Furono Adorno ed Horkheimer nel loro profetico Dialettica dell’Illumismo a far risalire al mito di Ulisse l’origine della ragione strumentale e tecnica. Dal mito alla realtà odierna abbiamo imparato, a nostre spese, che la tecnologia non è un semplice elemento o strumento con il quale agiamo sul mondo, ma è divenuto un sistema, una forma di potere autonomo che si serve di noi per potenziare la sua influenza e riorganizza il nostro modo di vivere. Consumare tecnologia è dunque usare e farsi usare da un potere che agisce sui nostri comportamenti e si riflette sulla visione del mondo di noi cittadini globali. Le nuove sfide nate dal bisogno della convergenza digitale per sussumere ogni forma di controllo e rendere il controllo umano sempre più ancillare rispetto alle mire espansionistiche della tecnologia, portano al trionfo generale e planetario di ciò che viene definito tecnocapitalismo, un oligopolio che fonda il suo potere sull’automazione e il controllo del pensiero a vantaggio di pochi. Nuove schiavitù (meno evidenti rispetto al passato) rendono l’uomo un fedele operaio ligio al servizio della razionalizzazione della società operata da un apparato invisibile e digitalizzato.
Di fronte all’attuale avanzare dell’algoritmizzazione della società e dei processi di dataficazione delle nostre vite, gli individui partecipano felici allo sfruttamento online dei loro pensieri e delle loro immagini, soprattutto quelle dei minori, merce sempre più pregiata e fonte di arricchimento personale. Si chiamano baby influencer e sono già da piccoli immersi in un giro di affari e in un business a loro spesso ignoto. La sovraesposizione viene foraggiata e incoraggiata da genitori spesso già noti, famosi e conosciuti al grande pubblico che usano i loro figli per promuovere beni e servizi collegati al loro brand. È una vera e propria operazione di marketing in cui il tasso di interazione dei contenuti in cui i minori diventano i veri protagonisti dei social, conosce numeri tre volte maggiori rispetto a video in cui compaiono solo individui adulti. Genitori famosi che sfruttano gesta inconsapevoli di figli famosi sono ormai all’ordine del giorno; dopo i Ferragnez ormai si sprecano i casi di un lui e di una lei che aprono brand in cui lei/lui è una/un influencer di successo o comunque nota nel panorama del web, infosfera in cui fanno esibire i propri piccoli con indosso qualche capo brandizzato o si divertono a farli divertire con qualche giocattolo od oggetto tecnologico.

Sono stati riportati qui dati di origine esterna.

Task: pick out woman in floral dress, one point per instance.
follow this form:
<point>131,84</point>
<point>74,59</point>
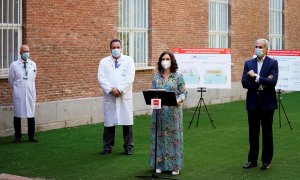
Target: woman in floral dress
<point>169,118</point>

I filmati sono tutti girati rasentando la banalità del quotidiano, una scelta non casuale visto che poi sono fagocitati da un’utenza spesso poco attenta a certe provocazioni comunicative dettate da ragioni di marketing. L’Italia come altre nazioni europee e non solo, si è mossa per mettere fine allo sfruttamento dei minori sotto i sedici anni. La diffusione però dello sharenting, ovvero la pratica di pubblicare online contenuti che riguardano i propri figli da parte dei genitori, sembra aggirare al momento il problema mettendo a rischio la privacy dei minori per il puro sfruttamento economico di un brand. Le giuste e condivisibili preoccupazioni etiche derivanti da una fama non voluta da parte dei figli dello star system del web, sono frutto di una mancanza di consapevolezza di quelli che sono i forti pregiudizi cui sono sottoposti i minori quando vengono esposti in rete. Un sistema dalla forte connotazione tecnologica come il web e dall’immenso potenziale comunicativo, viene usato, come spesso accade, in assenza di una giusta e sana educazione digitale e attraverso un utilizzo attraverso modi e tempi sbagliati.